Goad the bull and allow yourself to be gored by its horns.
He wonders how much time has elapsed. Two hours total, for the boat to return to the mainland, get oshishou and Gran Torino, and come back. By then, the five hours allotted to them by the time-loop will have run out.
“Why are you such an asshole,” he says, wheezing.
“I’m righting the wrongs of the world. I need power to do it. Power, that comes from your stolen Quirk.” All for One presses the hand on Toshinori’s chest down, and something is creaking. Something is breaking. Unbidden, tears mix with sweat and grime and blood. “You understand. All Might. A man after my own philosophy.”
“No—”
“You want justice and equality. I’m going to provide that.”
“You monologue too much,” Toshinori spits, and All for One sighs.
“Well. We have time.” The pressure on his chest relents, and All for One backhands him—
One for All resets. Toshinori wakes to the scent of oden, savory and nauseating, and he understands now why Gran Torino is always moving violently after a loop. He should hide the trauma; he can’t unnecessarily burden them with the knowledge; he understands why Gran Torino didn’t want to tell oshishou.
He falls off the stool.
“All Might!” Oshishou immediately slips off her seat and kneels on the ground beside him, and the worry in her expression—Toshinori’s hyperventilating, burning with shame and terror, and he wants—
“Oshishou,” he sobs, gasping, and her cape falls over their heads, curtaining them off from the world. It’s the first time he’s been subject to the use, and he gets why oshishou wants to register the cape as a shock blanket. It’s very effective.

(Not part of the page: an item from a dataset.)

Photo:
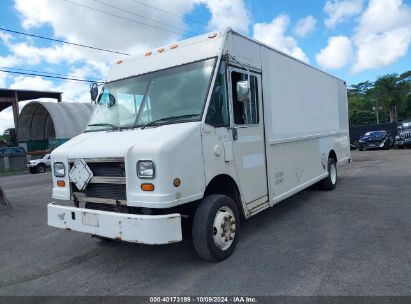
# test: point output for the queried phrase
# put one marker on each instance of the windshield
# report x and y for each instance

“Shh, shh, it’s okay, you’re safe,” she says, soothing. “You’re okay, Toshinori.”
“Oshishou, I’m—I’m so sorry—I’m—”
He’s glad, in a way, that another loop has been triggered. It means that One for All is generous. It does not want anyone to die; it’s following his wish. One for All wants everyone to be saved, and is willing to reset time until they learn sacrifice is not the name of the game.
Toshinori hugs her, repeating his apologies. Her hug is firm, and gentle, and kind; she continues to reassure him, even though it must be increasingly awkward to break down in public like this.
Eventually, he collects himself. He can cry later. Probably in the office, as a defensive measure when Gran Torino inevitably wrangles the story out in the debrief.
Because Gran Torino will tell oshishou that they napped the last loop away. And no nap should result in Toshinori crying and having a panic attack. Therefore, he’s done something traumatic and he needs to tell them.
This needed to be tested though. Toshinori could never forgive himself for being too much of a coward not to try, and his mentors wouldn’t have given him permission.
(There’s an unspoken agreement, after, that the loop will be spent recovering. Five hours is not nearly enough time to gloss over the memory of All for One, but Toshinori is sandwiched between his mom and—and his dad—and even though Sorahiko seethed over Toshinori’s inherited ideals of martyrdom, Sorahiko was the one to call for a dogpile.
Of course, Sorahiko is a hypocrite who goes to confront All for One on his own. Oshishou is much smarter, if bitter, and she tells Toshinori, “I am going to talk to One for All, and I am going to figure out how to end this cycle.”